Looking forward to seeing more of your work, and hopefully a tutorial.
Aww Love the night scene! I can just imagine the feel of those vinyl/leather chairs
Night scene looks very real
I made little improvements in day scenes. Now I’m using trick with saving povray radiosity data, and rendering time is few times lower then before, with more details
It’s hard to get more shadows because of big window at front.
bump it back up totally killed your night scene - edges are very jaggy in all scenes
and the mirror on the night scene window is way to much
The objects in the room would have soft shadows, due to the main light source being the window and the daylight being reflected around the inside of the room. There are enough shadows present in the new daytime and night time renders, but the others need the objects to have more shadow.

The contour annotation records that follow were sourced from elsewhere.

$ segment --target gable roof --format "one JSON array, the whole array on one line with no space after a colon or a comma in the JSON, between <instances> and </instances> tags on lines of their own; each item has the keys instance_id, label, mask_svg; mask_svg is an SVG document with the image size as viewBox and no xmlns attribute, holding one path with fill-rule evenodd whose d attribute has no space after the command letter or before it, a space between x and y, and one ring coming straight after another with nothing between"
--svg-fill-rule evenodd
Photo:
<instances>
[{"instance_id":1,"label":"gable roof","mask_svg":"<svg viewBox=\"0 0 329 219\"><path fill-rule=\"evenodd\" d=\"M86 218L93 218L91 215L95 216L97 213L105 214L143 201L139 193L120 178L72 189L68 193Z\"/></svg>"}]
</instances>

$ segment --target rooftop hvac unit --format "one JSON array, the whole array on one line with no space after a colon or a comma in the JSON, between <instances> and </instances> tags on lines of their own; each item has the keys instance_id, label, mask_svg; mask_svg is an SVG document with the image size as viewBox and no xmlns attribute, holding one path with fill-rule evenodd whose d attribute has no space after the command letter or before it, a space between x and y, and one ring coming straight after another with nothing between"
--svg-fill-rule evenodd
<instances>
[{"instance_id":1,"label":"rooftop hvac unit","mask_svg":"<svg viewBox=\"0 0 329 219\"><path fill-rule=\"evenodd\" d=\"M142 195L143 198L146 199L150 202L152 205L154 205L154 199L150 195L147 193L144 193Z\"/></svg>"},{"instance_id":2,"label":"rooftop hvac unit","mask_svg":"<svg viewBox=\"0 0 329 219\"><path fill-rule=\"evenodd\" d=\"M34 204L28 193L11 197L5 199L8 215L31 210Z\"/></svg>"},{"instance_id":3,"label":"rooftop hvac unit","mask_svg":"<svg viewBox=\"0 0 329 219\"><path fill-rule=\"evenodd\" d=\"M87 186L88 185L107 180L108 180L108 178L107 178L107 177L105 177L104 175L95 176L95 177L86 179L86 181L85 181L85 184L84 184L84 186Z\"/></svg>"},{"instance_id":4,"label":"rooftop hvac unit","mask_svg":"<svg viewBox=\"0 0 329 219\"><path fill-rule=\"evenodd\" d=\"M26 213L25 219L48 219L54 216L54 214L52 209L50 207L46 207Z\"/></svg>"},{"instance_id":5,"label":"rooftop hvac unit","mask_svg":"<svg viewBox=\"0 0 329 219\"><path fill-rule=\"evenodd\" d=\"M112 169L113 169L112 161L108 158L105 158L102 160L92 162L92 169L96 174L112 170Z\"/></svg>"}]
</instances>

There looks to be enough shadow present from the room, it’s just the objects’ shadows that I think need tweaking. Maybe you can use a softer version of the shadow map from the new daylight scene.
Sonix.
Nice test!
There seems to be a problem with your recursion limit in the radiosity block in POV-Ray in both images.
The ceiling in both cases doesn’t seem to participate to the lighting of the scene in “early afternoon”, “late afternoon” and “cloudy sky”.
Tha tappears particularly in “early afternoon” where the square of light on the floor doesn’t seem to affect nearby furniture!
So increase the recursion and see what happens. I warn you in advance rendertime is going up from here^
Jean-luc: your question, my answer
interesting experiments
excelent lighting
hi,
i don’t agree with the others, that the lack of shadows is the problem. in such scene with no direct but only very diffuse light there are no “real” shadows. you just have to look around in your own home. same for mirror in window. it looks like that in real life. we are just used to filter unimportant informations when we look around. looking at a picture (especially when we know it’s artificial) that contains these informations often makes it feel strange.
but still i share the feeling that in these two daylight images there is something wrong. i would suppose, that it’s the exposure of the image. everything is too bright. a room in these lighting conditions must be much darker in the corners or e.g. in the back of the sofa. as i work with radiance i would suggest to change the exposure - maybe thisworks in povray too. i nradiance you can do that even after the image has been rendered, cause it stores specific values.
that are my thoughts - don’t know if i’m right.